It's a bad idea that can't work well. Not while the field is advancing the way it is.
Manufacturing silicon is a long pipeline - and in the world of AI, one year of capability gap isn't something you can afford. You build a SOTA model into your chips, and by the time you get those chips, it's outperformed at its tasks by open weights models half their size.
Now, if AI advances somehow ground to a screeching halt, with model upgrades coming out every 4 years, not every 4 months? Maybe it'll be viable. As is, it's a waste of silicon.
The prototype is: silicon with a Llama 3.1 8B etched into it. Today's 4B models already outperform it.
Token rate in five digits is a major technical flex, but, does anyone really need to run a very dumb model at this speed?
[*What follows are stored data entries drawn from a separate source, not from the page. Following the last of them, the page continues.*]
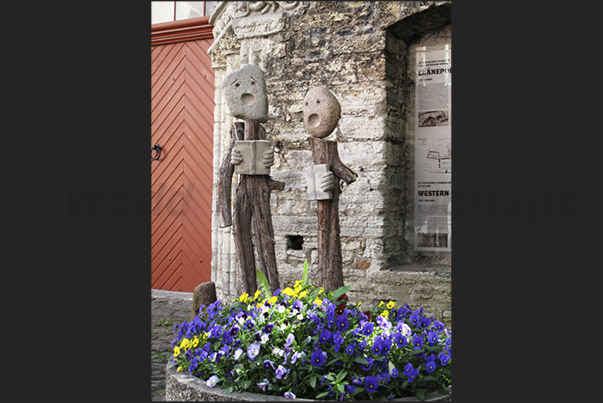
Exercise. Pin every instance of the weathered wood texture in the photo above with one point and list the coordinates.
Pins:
(330, 270)
(251, 208)
(182, 105)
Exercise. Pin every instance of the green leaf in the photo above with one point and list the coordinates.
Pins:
(339, 292)
(361, 360)
(264, 283)
(305, 274)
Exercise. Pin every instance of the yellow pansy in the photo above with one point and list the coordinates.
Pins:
(288, 291)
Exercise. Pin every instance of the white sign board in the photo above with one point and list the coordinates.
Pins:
(433, 150)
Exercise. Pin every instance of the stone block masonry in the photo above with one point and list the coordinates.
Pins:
(361, 53)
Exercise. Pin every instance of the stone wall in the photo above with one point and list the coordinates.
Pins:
(360, 51)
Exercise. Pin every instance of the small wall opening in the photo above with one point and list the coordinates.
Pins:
(295, 242)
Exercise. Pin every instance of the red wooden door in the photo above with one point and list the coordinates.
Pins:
(182, 105)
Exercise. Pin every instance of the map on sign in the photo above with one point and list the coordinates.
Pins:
(439, 156)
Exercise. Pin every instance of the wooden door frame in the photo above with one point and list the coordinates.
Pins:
(182, 30)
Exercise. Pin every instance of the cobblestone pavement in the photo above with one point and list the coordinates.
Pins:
(167, 309)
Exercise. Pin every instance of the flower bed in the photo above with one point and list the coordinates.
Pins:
(302, 342)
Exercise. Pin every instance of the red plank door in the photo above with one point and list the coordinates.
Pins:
(182, 105)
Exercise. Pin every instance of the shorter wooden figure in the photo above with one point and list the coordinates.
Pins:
(321, 115)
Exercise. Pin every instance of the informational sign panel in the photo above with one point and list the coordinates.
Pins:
(433, 150)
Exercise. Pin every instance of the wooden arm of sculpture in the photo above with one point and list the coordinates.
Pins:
(325, 152)
(225, 178)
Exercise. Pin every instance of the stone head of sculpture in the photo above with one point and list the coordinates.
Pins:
(245, 92)
(321, 112)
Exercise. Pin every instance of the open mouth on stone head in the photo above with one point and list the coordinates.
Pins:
(247, 99)
(313, 120)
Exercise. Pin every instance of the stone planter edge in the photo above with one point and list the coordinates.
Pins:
(182, 386)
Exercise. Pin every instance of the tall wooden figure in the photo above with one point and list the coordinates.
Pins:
(251, 156)
(321, 115)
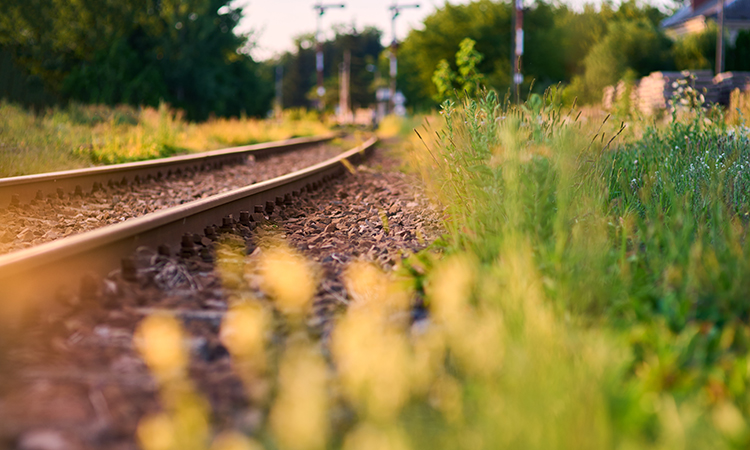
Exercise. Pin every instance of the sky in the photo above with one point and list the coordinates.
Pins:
(276, 22)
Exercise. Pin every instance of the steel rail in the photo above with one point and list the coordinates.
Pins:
(26, 188)
(30, 279)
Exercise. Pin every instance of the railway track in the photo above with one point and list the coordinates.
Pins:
(30, 278)
(77, 379)
(23, 189)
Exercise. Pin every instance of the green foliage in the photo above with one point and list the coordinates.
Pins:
(561, 45)
(184, 53)
(468, 80)
(696, 51)
(647, 241)
(637, 45)
(300, 76)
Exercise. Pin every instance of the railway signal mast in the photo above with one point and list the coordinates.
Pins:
(321, 9)
(517, 76)
(395, 9)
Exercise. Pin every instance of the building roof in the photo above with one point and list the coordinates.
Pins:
(734, 10)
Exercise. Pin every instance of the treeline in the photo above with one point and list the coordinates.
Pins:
(186, 53)
(300, 75)
(585, 50)
(139, 52)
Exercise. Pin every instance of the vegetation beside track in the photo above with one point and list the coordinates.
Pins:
(590, 292)
(84, 135)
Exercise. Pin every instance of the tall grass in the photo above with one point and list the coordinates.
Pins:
(78, 135)
(591, 292)
(641, 248)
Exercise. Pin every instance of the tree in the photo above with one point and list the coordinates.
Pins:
(139, 52)
(300, 76)
(467, 80)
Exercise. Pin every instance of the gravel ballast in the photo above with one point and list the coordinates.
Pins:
(56, 217)
(78, 382)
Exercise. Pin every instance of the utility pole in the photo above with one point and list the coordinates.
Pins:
(279, 107)
(345, 77)
(321, 9)
(720, 40)
(517, 76)
(395, 9)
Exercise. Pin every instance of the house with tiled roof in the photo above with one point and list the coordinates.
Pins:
(694, 17)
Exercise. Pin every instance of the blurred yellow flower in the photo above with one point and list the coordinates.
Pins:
(232, 440)
(369, 437)
(160, 341)
(299, 416)
(373, 362)
(243, 332)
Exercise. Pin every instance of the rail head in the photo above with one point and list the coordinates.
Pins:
(26, 187)
(31, 278)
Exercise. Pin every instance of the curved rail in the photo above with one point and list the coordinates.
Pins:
(26, 188)
(31, 278)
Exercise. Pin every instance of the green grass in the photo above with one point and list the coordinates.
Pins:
(84, 135)
(638, 251)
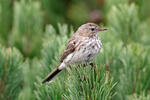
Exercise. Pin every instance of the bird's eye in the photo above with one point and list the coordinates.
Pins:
(92, 29)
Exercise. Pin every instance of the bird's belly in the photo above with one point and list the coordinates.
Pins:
(86, 53)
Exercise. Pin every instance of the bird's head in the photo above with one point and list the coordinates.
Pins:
(89, 30)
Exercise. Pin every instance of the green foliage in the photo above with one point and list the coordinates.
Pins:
(5, 19)
(122, 67)
(27, 28)
(124, 22)
(10, 73)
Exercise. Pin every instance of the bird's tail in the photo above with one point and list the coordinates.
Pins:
(50, 76)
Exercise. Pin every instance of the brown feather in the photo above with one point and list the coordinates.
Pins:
(70, 48)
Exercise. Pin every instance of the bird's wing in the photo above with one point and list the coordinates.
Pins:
(70, 48)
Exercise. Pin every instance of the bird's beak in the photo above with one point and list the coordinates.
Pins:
(102, 29)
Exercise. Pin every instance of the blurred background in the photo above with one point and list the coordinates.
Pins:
(33, 33)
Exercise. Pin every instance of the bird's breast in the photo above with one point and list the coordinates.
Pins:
(86, 51)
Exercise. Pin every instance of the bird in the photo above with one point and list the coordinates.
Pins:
(81, 49)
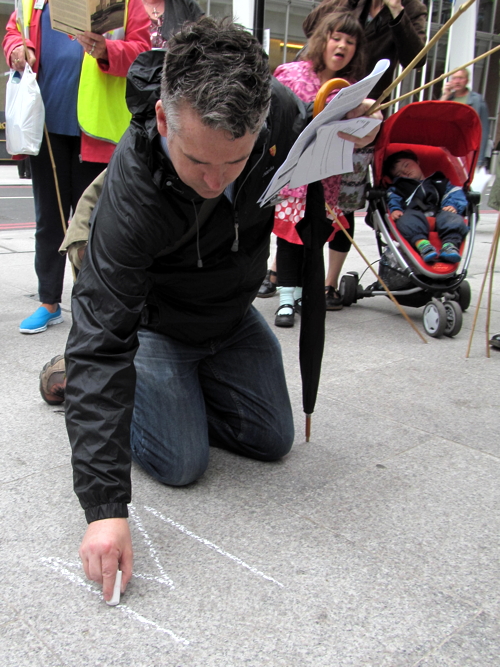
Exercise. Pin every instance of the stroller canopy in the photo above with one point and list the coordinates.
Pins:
(451, 126)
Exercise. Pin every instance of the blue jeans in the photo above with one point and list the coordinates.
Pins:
(229, 393)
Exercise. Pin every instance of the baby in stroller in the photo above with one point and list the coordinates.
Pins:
(412, 198)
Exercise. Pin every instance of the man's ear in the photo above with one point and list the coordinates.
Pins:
(161, 119)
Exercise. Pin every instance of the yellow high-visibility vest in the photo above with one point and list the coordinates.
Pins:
(101, 107)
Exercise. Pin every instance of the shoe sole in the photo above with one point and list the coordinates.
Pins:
(54, 320)
(266, 296)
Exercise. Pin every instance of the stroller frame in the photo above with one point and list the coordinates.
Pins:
(444, 294)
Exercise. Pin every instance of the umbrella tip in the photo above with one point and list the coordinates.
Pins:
(308, 427)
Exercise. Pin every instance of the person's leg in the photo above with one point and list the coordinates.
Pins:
(338, 249)
(414, 227)
(49, 265)
(231, 394)
(82, 173)
(289, 261)
(268, 287)
(246, 396)
(169, 431)
(451, 227)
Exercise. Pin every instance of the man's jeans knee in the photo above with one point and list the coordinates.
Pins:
(230, 393)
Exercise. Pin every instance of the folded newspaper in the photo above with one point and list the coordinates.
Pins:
(319, 152)
(76, 16)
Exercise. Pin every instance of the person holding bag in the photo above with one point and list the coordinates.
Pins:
(83, 89)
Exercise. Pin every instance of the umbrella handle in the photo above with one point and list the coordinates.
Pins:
(325, 90)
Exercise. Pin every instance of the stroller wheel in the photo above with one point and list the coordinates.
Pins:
(454, 318)
(464, 295)
(348, 288)
(434, 318)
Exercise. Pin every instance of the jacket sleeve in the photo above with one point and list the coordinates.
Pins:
(394, 200)
(454, 196)
(107, 302)
(408, 31)
(13, 39)
(123, 52)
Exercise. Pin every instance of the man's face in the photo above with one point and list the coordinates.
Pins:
(407, 168)
(459, 81)
(205, 159)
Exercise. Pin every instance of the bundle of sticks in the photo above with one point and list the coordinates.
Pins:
(379, 106)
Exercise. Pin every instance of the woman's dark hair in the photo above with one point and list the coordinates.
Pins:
(342, 21)
(393, 159)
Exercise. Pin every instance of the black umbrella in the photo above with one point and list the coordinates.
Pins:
(314, 229)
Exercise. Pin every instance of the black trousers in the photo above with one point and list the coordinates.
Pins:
(74, 177)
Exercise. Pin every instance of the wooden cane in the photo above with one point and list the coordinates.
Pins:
(51, 155)
(488, 309)
(494, 243)
(437, 79)
(421, 54)
(389, 293)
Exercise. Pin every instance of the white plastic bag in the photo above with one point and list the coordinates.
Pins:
(24, 113)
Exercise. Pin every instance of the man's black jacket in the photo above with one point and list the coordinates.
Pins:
(189, 293)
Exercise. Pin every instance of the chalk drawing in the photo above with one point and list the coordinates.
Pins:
(164, 579)
(61, 567)
(211, 545)
(65, 569)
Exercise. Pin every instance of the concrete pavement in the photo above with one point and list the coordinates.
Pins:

The only things that come to mind that could reap a benefit are: asymmetric exotics like VLA action policies and voice stages for V2V models. Both of which are "small fast low latency model backed by a large smart model", and both depend on model to model comms, which this doesn't demonstrate.
In a way, it's an I/O accelerator rather than an inference engine. At best.
Which was always the killer assumption, and this changes little.
If you look at any development in computing, ASICs are the next step. It seems almost inevitable. Yes, it will always trail behind state of the art. But value will come quickly in a few generations.